Страница 29 из 41
Фэллон тихонько рассмеялся, повернулся к балюстраде, оперся о нее ногой, поставил локоть на колено и оперся на руку подбородком.
— Хорошо, отец мой. Вы ждете от меня ответа. Постараюсь дать его. У Эзры Паунда есть стихотворение, которое я очень люблю. «Те, кто имеет оружие в руках, по самые глаза погружены в ад, они думают о лжи стариков». Вот вам ответ, вот какова была моя цель в конце концов. Ложь стариков. И ради этого я собственными руками убил более тридцати человек и отправил в ад бог знает сколько еще.
— Хорошо, вас обманули.
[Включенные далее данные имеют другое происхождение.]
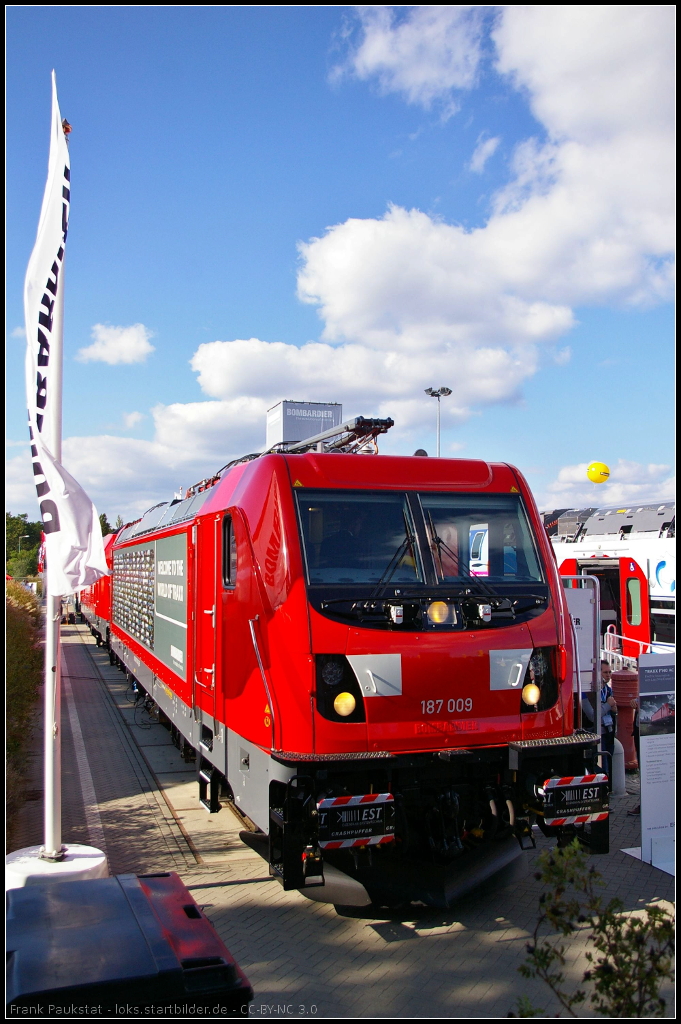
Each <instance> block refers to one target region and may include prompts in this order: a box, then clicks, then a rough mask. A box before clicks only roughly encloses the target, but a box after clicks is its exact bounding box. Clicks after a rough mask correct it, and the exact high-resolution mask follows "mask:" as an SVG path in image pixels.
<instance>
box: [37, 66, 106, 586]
mask: <svg viewBox="0 0 681 1024" xmlns="http://www.w3.org/2000/svg"><path fill="white" fill-rule="evenodd" d="M70 205H71V170H70V162H69V147H68V145H67V138H66V135H65V131H63V128H62V125H61V115H60V114H59V104H58V102H57V98H56V80H55V78H54V72H52V125H51V133H50V150H49V166H48V170H47V184H46V185H45V195H44V196H43V205H42V209H41V211H40V223H39V224H38V236H37V238H36V244H35V246H34V249H33V252H32V254H31V259H30V260H29V268H28V270H27V272H26V282H25V286H24V315H25V318H26V338H27V352H26V392H27V400H28V406H29V431H30V434H31V455H32V457H33V473H34V477H35V483H36V490H37V492H38V502H39V504H40V513H41V516H42V520H43V531H44V534H45V550H46V555H47V593H48V594H50V595H52V596H53V597H58V596H60V595H63V594H72V593H74V591H77V590H80V589H81V588H83V587H89V586H90V585H91V584H93V583H94V582H95V581H96V580H98V579H99V577H102V575H107V573H108V571H109V570H108V568H107V559H105V557H104V548H103V543H102V540H101V527H100V525H99V517H98V516H97V511H96V509H95V507H94V505H93V504H92V502H91V501H90V499H89V498H88V497H87V495H86V494H85V492H84V490H83V488H82V487H81V486H80V485H79V484H78V483H77V482H76V480H74V478H73V476H71V475H70V474H69V473H68V472H67V471H66V469H65V468H63V466H62V465H61V464H60V461H59V460H60V458H61V362H62V338H63V254H65V247H66V243H67V233H68V230H69V209H70Z"/></svg>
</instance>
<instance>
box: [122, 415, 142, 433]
mask: <svg viewBox="0 0 681 1024" xmlns="http://www.w3.org/2000/svg"><path fill="white" fill-rule="evenodd" d="M143 419H144V414H143V413H124V414H123V425H124V426H125V429H126V430H132V428H133V427H136V426H137V424H138V423H141V421H142V420H143Z"/></svg>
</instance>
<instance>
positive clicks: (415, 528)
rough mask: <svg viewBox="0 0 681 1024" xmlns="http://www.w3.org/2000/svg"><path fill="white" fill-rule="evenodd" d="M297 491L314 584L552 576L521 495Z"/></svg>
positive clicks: (451, 579) (337, 490)
mask: <svg viewBox="0 0 681 1024" xmlns="http://www.w3.org/2000/svg"><path fill="white" fill-rule="evenodd" d="M296 497H297V500H298V511H299V516H300V523H301V530H302V539H303V548H304V553H305V560H306V565H307V579H308V583H309V584H311V585H313V586H314V585H325V584H326V585H336V586H338V585H341V586H342V585H345V584H369V585H375V586H383V585H386V586H387V585H388V584H392V585H396V586H400V585H403V584H411V585H414V584H428V585H430V586H432V585H433V584H436V585H440V586H448V585H451V584H462V583H465V582H466V581H470V580H471V578H475V577H481V578H484V580H485V584H484V586H486V585H487V584H488V583H508V584H513V583H531V584H535V583H542V584H543V583H545V578H544V573H543V570H542V567H541V563H540V560H539V557H538V554H537V550H536V548H535V544H534V541H533V535H531V530H530V527H529V523H528V521H527V517H526V515H525V512H524V509H523V507H522V503H521V501H520V496H519V495H490V494H486V495H484V494H483V495H480V494H476V495H461V494H459V495H452V494H441V493H439V494H423V493H422V494H420V495H418V496H417V495H415V494H410V495H408V494H405V493H403V492H402V493H397V492H375V490H374V492H372V490H331V489H324V490H308V489H305V490H298V492H296ZM418 537H420V538H421V539H422V542H425V541H427V545H425V546H424V543H422V544H421V546H419V543H418V541H417V538H418ZM428 548H429V549H430V550H428ZM424 559H425V560H426V562H427V564H426V565H425V566H424V561H423V560H424ZM480 585H481V586H482V583H481V584H480Z"/></svg>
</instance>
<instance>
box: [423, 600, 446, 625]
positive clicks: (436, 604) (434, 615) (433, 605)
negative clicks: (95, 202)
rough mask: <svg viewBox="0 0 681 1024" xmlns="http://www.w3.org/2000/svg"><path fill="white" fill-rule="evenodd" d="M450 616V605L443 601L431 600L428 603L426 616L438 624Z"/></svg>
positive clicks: (440, 623)
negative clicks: (426, 613)
mask: <svg viewBox="0 0 681 1024" xmlns="http://www.w3.org/2000/svg"><path fill="white" fill-rule="evenodd" d="M449 617H450V606H449V604H446V603H445V602H444V601H433V603H432V604H429V605H428V618H429V620H430V622H431V623H436V624H437V625H438V626H440V625H441V624H442V623H445V622H446V621H448V618H449Z"/></svg>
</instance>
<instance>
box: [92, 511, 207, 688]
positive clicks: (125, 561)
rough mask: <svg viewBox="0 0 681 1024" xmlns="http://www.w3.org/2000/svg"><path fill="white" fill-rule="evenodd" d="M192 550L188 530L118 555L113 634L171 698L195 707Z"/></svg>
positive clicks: (157, 537) (112, 625)
mask: <svg viewBox="0 0 681 1024" xmlns="http://www.w3.org/2000/svg"><path fill="white" fill-rule="evenodd" d="M190 557H191V546H190V544H189V543H188V540H187V535H186V531H185V530H183V531H182V532H179V534H174V535H166V536H162V537H151V538H144V539H140V540H139V541H135V542H133V543H124V544H122V545H121V546H120V547H117V548H116V549H115V551H114V578H113V601H112V632H113V633H114V634H115V636H116V637H118V639H119V640H120V641H122V642H123V643H124V644H125V646H126V647H127V648H128V649H129V650H130V651H131V652H132V655H133V657H135V658H137V659H139V660H140V662H142V663H143V664H144V665H145V666H146V667H147V669H148V670H150V671H151V673H152V675H153V676H154V677H156V678H158V679H159V680H160V681H161V683H162V684H163V685H165V686H166V687H168V688H169V689H170V691H171V693H176V694H177V696H178V697H179V698H180V700H182V701H183V702H184V703H185V705H186V706H188V707H189V708H190V707H191V706H193V694H191V684H190V679H191V672H193V643H191V642H190V640H189V638H188V637H187V633H188V632H189V629H190V625H191V624H190V620H189V614H188V609H189V607H190V602H191V589H190V578H191V570H190V569H191V567H190V564H189V562H190Z"/></svg>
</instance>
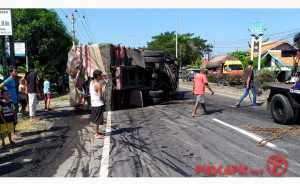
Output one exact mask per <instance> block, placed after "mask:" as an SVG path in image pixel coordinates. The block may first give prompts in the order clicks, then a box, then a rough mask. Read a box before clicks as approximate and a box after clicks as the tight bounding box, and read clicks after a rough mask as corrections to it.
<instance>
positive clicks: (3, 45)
mask: <svg viewBox="0 0 300 184" xmlns="http://www.w3.org/2000/svg"><path fill="white" fill-rule="evenodd" d="M1 37H2V62H3V63H2V64H3V77H4V78H5V77H6V65H7V60H6V38H5V36H1Z"/></svg>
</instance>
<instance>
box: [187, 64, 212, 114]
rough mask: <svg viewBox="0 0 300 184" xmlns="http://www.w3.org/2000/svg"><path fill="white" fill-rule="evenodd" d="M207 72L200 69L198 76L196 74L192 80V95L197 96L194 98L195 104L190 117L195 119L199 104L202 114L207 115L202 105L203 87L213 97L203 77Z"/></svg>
mask: <svg viewBox="0 0 300 184" xmlns="http://www.w3.org/2000/svg"><path fill="white" fill-rule="evenodd" d="M206 71H207V69H205V68H200V74H197V75H196V76H195V78H194V85H193V95H197V97H196V103H195V107H194V111H193V114H192V116H193V117H196V113H197V110H198V107H199V103H200V104H201V106H202V108H203V110H204V114H205V115H207V114H208V113H207V110H206V107H205V104H204V94H205V86H206V87H207V88H208V89H209V90H210V91H211V94H212V95H214V91H213V90H212V89H211V87H210V86H209V84H208V82H207V79H206V76H205V72H206Z"/></svg>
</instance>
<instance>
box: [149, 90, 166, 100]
mask: <svg viewBox="0 0 300 184" xmlns="http://www.w3.org/2000/svg"><path fill="white" fill-rule="evenodd" d="M144 95H145V96H146V97H152V98H159V97H162V96H164V92H163V91H161V90H159V91H145V92H144Z"/></svg>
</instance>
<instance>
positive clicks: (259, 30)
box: [249, 21, 267, 37]
mask: <svg viewBox="0 0 300 184" xmlns="http://www.w3.org/2000/svg"><path fill="white" fill-rule="evenodd" d="M266 29H267V28H266V26H265V25H264V24H263V23H262V22H259V21H256V22H254V23H253V24H252V25H251V26H250V27H249V31H250V32H251V33H252V35H254V36H256V37H259V36H260V35H263V34H264V31H265V30H266Z"/></svg>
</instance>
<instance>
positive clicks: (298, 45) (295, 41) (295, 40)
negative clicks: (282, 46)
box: [294, 33, 300, 48]
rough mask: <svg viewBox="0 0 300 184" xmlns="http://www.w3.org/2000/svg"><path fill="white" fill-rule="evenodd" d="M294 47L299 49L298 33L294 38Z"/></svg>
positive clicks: (299, 33) (298, 36) (298, 37)
mask: <svg viewBox="0 0 300 184" xmlns="http://www.w3.org/2000/svg"><path fill="white" fill-rule="evenodd" d="M294 45H295V46H296V47H297V48H300V33H297V34H296V35H295V37H294Z"/></svg>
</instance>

В конце концов жестокость в такого рода ситуациях не связана ни с чем. Это я мог бы сказать вам еще до того, как вы начали свой рассказ. Но Краско! Этого я не понимаю.
— Послушайте, мы живем в разных мирах. Люди, подобные Мигану... это отступники. Я тоже. Я попал в заваруху, которая никак не может быть связана с вами и с другими добропорядочными гражданами. Краско был сутенером и продавцом наркотиков.
— Которого вы хладнокровно убили, — настаивал Да Коста.
— Я отстаивал нашу цель, отец мой. Я продолжал убивать ради нее даже тогда, когда понял, что она не стоит этого. Не стоит и одной человеческой жизни. И это называлось убийством. А теперь? Теперь я просто забиваю свиней.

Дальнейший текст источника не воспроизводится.